Anyway, that's why I was hoping to hear what the colloquial usage was...
Don1980 (Montri la profilon) 2015-oktobro-28 21:15:19
jefusan (Montri la profilon) 2015-oktobro-28 21:53:48
Don1980:Though nobody seems to pay much attention to this now, it seems to me that when I was a kid in the 50s an 60s, I was told that in English a battery was a group of cells.We have Benjamin Franklin to thank for the terminology... he used the term battery to describe a group of Leyden jars, likening it to a battery of cannon.
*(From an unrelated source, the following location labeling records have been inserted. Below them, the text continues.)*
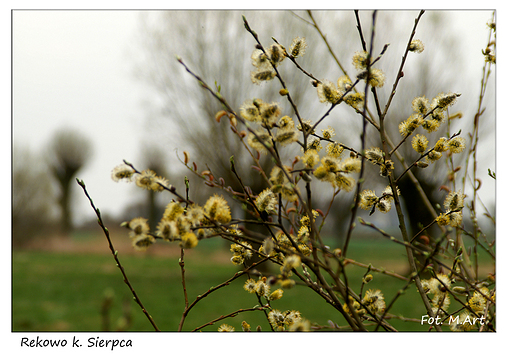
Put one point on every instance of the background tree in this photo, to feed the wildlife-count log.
(218, 48)
(68, 152)
(34, 204)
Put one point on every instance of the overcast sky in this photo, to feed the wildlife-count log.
(74, 69)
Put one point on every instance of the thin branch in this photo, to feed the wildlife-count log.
(114, 253)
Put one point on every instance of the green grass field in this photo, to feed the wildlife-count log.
(65, 291)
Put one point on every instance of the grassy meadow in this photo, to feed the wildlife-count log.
(63, 290)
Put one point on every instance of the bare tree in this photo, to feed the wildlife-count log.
(69, 151)
(33, 199)
(216, 47)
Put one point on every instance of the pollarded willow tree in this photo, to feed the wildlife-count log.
(444, 270)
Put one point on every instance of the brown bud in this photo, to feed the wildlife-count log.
(219, 115)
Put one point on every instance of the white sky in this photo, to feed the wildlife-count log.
(74, 69)
(71, 69)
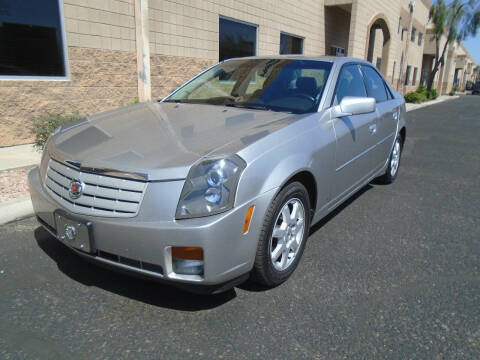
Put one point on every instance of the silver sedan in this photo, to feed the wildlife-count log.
(222, 179)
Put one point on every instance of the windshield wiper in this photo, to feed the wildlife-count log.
(251, 106)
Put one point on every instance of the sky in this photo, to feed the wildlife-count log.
(472, 44)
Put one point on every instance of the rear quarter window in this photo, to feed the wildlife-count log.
(374, 84)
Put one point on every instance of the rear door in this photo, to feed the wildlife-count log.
(355, 143)
(387, 115)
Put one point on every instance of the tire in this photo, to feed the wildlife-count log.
(393, 163)
(270, 270)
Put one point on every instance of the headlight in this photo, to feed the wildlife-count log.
(210, 187)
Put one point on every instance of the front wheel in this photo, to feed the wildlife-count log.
(393, 162)
(283, 236)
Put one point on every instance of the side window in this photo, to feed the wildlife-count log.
(374, 83)
(350, 83)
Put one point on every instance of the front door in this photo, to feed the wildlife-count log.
(387, 115)
(355, 136)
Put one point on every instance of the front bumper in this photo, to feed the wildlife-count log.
(142, 244)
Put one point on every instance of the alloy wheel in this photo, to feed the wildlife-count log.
(287, 235)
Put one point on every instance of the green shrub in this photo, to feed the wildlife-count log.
(43, 126)
(421, 89)
(453, 91)
(432, 94)
(414, 97)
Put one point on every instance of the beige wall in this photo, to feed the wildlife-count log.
(108, 24)
(102, 66)
(183, 40)
(190, 28)
(337, 27)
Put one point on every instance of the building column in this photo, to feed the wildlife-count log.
(143, 50)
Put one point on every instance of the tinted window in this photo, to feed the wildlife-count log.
(374, 84)
(350, 83)
(236, 39)
(31, 38)
(290, 44)
(265, 84)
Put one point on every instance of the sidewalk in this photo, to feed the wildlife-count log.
(441, 98)
(16, 161)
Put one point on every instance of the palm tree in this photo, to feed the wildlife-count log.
(476, 71)
(456, 22)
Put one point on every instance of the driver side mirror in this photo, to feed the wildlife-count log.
(351, 105)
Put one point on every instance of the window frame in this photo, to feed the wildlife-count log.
(387, 91)
(302, 38)
(66, 63)
(240, 22)
(334, 101)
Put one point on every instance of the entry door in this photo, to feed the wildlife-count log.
(355, 136)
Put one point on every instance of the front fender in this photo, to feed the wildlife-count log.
(311, 149)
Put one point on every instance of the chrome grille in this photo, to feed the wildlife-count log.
(102, 195)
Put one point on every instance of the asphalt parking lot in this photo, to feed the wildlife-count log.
(394, 273)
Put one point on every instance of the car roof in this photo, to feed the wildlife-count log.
(332, 59)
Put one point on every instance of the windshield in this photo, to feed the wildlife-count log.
(287, 85)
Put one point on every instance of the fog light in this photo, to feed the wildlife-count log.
(187, 260)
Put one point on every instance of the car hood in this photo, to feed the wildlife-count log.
(162, 140)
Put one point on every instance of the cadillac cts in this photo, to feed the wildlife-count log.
(222, 179)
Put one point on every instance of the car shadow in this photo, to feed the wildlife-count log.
(135, 288)
(339, 209)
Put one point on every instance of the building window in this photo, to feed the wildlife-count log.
(414, 34)
(407, 74)
(414, 80)
(32, 39)
(290, 44)
(236, 39)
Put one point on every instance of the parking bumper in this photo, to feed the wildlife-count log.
(130, 242)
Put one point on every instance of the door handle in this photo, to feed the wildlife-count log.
(395, 114)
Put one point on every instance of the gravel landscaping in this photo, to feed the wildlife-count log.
(14, 184)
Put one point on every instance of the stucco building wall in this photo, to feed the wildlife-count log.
(183, 39)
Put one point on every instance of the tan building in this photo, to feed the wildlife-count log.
(458, 68)
(61, 56)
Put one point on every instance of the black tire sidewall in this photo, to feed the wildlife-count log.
(272, 276)
(389, 172)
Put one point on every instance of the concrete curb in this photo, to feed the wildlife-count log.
(411, 107)
(15, 210)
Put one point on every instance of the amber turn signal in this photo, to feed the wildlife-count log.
(248, 219)
(187, 253)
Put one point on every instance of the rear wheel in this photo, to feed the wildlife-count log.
(393, 162)
(283, 236)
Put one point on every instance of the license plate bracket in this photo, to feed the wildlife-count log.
(74, 232)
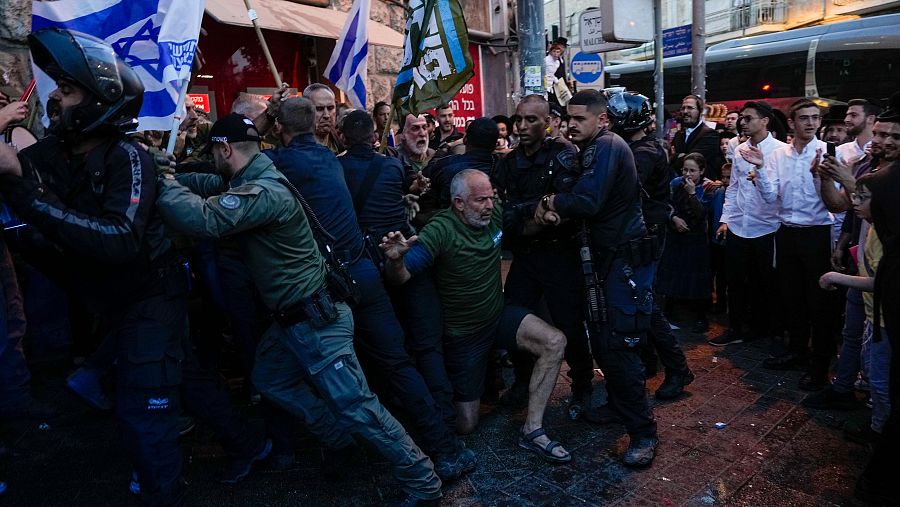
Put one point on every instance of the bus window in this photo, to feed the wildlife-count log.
(845, 75)
(772, 76)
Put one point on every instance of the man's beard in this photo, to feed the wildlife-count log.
(691, 123)
(476, 219)
(55, 114)
(415, 149)
(856, 130)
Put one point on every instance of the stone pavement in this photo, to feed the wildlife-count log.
(771, 452)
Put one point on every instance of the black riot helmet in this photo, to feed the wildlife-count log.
(115, 92)
(629, 112)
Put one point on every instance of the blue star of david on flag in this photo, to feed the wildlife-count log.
(157, 38)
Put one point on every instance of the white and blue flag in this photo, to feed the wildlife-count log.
(157, 38)
(347, 67)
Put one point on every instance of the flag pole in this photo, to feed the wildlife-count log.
(387, 128)
(176, 120)
(251, 13)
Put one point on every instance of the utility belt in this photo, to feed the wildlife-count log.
(319, 309)
(373, 252)
(639, 252)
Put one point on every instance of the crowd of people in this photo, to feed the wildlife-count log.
(347, 256)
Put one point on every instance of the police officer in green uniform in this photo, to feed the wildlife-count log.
(305, 362)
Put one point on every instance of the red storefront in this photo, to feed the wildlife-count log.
(300, 38)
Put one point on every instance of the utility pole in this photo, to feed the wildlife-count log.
(564, 34)
(530, 14)
(698, 49)
(659, 91)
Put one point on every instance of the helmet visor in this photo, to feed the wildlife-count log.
(101, 63)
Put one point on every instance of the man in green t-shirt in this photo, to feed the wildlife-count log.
(462, 243)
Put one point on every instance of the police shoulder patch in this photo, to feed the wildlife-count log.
(588, 158)
(230, 201)
(565, 158)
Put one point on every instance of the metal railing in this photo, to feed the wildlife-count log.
(747, 14)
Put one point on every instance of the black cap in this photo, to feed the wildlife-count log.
(557, 110)
(233, 128)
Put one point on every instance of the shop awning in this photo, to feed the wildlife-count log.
(292, 17)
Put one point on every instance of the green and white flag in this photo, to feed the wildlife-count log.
(436, 59)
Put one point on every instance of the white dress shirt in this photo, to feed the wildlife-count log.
(745, 211)
(850, 153)
(799, 196)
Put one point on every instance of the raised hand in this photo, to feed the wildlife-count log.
(395, 246)
(752, 154)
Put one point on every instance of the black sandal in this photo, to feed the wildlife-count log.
(546, 452)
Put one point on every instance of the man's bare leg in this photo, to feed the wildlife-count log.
(548, 344)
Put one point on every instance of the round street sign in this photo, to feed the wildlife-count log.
(587, 68)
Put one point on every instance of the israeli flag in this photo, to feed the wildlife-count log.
(157, 38)
(347, 67)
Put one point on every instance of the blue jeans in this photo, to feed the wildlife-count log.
(418, 307)
(380, 338)
(876, 359)
(314, 374)
(848, 365)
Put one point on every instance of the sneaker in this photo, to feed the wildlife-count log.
(85, 382)
(452, 466)
(727, 338)
(604, 414)
(641, 452)
(239, 468)
(673, 385)
(829, 399)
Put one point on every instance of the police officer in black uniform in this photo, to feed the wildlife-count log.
(607, 196)
(545, 260)
(89, 192)
(629, 114)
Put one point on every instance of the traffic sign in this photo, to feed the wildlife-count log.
(592, 34)
(587, 68)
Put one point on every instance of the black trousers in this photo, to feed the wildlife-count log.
(751, 282)
(555, 276)
(803, 256)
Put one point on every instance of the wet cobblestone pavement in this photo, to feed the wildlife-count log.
(771, 452)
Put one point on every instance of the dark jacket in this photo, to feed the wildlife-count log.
(704, 141)
(522, 181)
(607, 194)
(99, 231)
(376, 185)
(318, 175)
(653, 170)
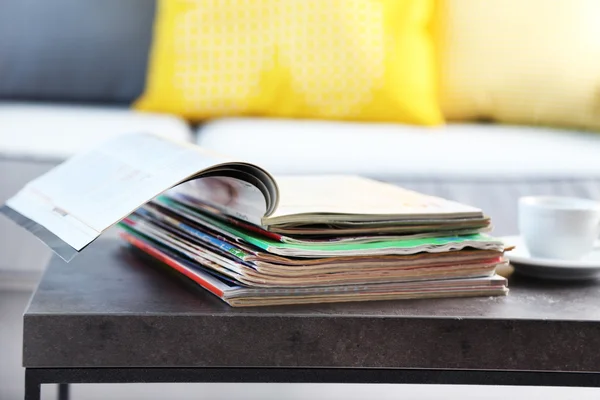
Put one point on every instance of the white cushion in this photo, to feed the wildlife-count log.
(392, 151)
(57, 131)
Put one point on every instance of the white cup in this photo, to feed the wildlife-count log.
(559, 227)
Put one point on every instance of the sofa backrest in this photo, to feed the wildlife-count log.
(74, 50)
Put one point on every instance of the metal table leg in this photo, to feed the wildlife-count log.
(63, 391)
(32, 385)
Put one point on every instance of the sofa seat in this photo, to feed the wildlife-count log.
(58, 131)
(486, 165)
(36, 137)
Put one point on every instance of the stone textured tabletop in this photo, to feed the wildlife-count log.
(110, 308)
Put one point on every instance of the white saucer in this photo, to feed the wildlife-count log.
(586, 268)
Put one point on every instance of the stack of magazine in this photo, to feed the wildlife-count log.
(253, 239)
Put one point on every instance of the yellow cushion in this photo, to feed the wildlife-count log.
(521, 61)
(334, 59)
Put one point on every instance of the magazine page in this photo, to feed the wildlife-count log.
(72, 204)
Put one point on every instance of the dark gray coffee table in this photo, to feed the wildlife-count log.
(108, 317)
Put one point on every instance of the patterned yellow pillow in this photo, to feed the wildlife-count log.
(335, 59)
(534, 62)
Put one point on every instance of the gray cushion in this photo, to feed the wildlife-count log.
(74, 50)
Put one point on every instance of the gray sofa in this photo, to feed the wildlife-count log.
(68, 83)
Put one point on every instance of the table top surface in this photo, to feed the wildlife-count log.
(111, 278)
(109, 307)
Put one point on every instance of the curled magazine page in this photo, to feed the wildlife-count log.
(71, 205)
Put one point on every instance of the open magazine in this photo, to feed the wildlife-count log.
(71, 205)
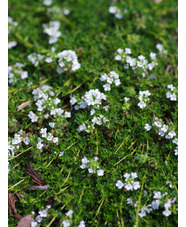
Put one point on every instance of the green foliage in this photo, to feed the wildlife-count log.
(122, 144)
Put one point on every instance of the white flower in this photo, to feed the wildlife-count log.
(100, 172)
(119, 184)
(69, 213)
(147, 127)
(106, 87)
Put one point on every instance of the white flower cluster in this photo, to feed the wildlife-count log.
(12, 44)
(14, 143)
(129, 184)
(16, 72)
(109, 79)
(155, 204)
(52, 29)
(43, 96)
(56, 11)
(68, 60)
(92, 166)
(161, 49)
(91, 98)
(11, 24)
(42, 214)
(163, 130)
(67, 222)
(117, 12)
(171, 94)
(140, 64)
(35, 58)
(143, 97)
(48, 136)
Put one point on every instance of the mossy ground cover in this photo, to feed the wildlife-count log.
(119, 104)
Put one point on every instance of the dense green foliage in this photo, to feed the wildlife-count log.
(122, 145)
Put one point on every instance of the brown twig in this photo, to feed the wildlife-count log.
(35, 178)
(11, 206)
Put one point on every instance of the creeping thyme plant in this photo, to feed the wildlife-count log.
(93, 131)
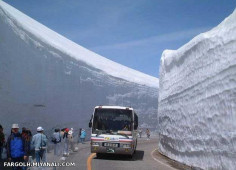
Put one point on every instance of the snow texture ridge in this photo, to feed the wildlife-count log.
(74, 50)
(47, 80)
(197, 99)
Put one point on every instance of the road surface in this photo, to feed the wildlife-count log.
(145, 158)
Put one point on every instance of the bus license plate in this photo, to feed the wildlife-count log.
(111, 145)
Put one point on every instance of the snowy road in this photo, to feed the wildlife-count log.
(144, 159)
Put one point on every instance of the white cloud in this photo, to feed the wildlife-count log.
(174, 36)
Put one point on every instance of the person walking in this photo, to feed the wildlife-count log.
(66, 142)
(140, 133)
(2, 141)
(80, 130)
(26, 134)
(71, 140)
(148, 134)
(17, 147)
(56, 139)
(82, 136)
(39, 142)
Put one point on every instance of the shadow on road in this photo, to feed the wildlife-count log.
(136, 157)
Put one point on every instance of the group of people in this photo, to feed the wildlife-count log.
(147, 133)
(18, 146)
(66, 135)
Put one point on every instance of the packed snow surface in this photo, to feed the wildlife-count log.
(74, 50)
(47, 80)
(197, 99)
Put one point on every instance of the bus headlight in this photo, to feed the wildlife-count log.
(95, 144)
(126, 145)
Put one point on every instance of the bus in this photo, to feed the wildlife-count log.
(114, 130)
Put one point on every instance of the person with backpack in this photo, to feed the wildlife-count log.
(26, 134)
(2, 141)
(148, 134)
(66, 142)
(82, 136)
(17, 147)
(56, 139)
(39, 142)
(71, 140)
(80, 130)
sudanglo (Montri la profilon) 2015-oktobro-29 11:11:29
This is not surprising as one will often have only a vague notion of what is in your electronic device.
Other terms are ĉelo as in 'fuel cell' and akumulatoro (the rechargeable battery in your car).
In any case the action of charging the battery will be ŝargi - see PIV definition 3 and also malŝargi definition 2.
Ŝargilo is a no-brainer for charger.